Con citazione notificata il 24 febbraio 1999 M.S. convenne innanzi al Tribunale di Caltanisetta A.B. e A.S. al fine di sentir dichiarare il suo diritto di riscattare il fondo rustico agli stessi alienato da N.V. in violazione del diritto di prelazione a lei spettante, in quanto coltivatrice diretta, proprietaria di un terreno confinante con quello compravenduto.

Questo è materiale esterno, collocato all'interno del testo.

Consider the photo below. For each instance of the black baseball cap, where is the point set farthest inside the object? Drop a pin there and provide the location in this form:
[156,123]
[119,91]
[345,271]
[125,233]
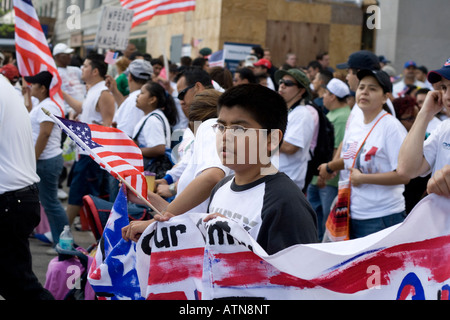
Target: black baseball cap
[361,60]
[44,78]
[437,75]
[382,77]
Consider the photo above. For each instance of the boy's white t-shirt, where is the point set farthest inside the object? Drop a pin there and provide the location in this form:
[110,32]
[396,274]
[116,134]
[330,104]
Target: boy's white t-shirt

Espose nell’atto introduttivo che con raccomandata del 17 luglio 1998 il N. le aveva comunicato di avere stipulato con gli odierni convenuti un preliminare di vendita del predetto predio, invitandola ad esercitare il diritto di prelazione riconosciutole dalla legge; che con lettera del successivo giorno 22 ella aveva dichiarato di volersene avvalere;
che infatti, convocata con telegramma del 17 agosto 1998, per la stipula del rogito il giorno successivo, si era presentata all’appuntamento portando con sé il corrispettivo pattuito in assegni circolari; che alla sottoscrizione del contratto non si era tuttavia addivenuti, avendo il N. inopinatamente contestato il possesso, da parte della S. , dei requisiti richiesti dalla legge per l’esercizio della prelazione, e tanto benché già in precedenza, su invito del medesimo proprietario, ella avesse inoltrato tutta. La documentazione dimostrativa della sussistenza di quelle condizioni; che il medesimo giorno, e cioè il 18 agosto 1998, il N. aveva venduto il predio alla B. e all’A. .
Costituitisi in giudizio, i convenuti contestarono le avverse pretese.
Con sentenza del 19 aprile 2006 il giudice adito, dichiarata la decadenza dell’attrice dal diritto di esercitare la prelazione, per effetto del mancato versamento del prezzo nelle forme dell’offerta reale nel termine di legge, rigettò la domanda di riscatto.
Proposto dalla soccombente gravame, la Corte d’appello, in data 15 luglio 2009, lo ha respinto.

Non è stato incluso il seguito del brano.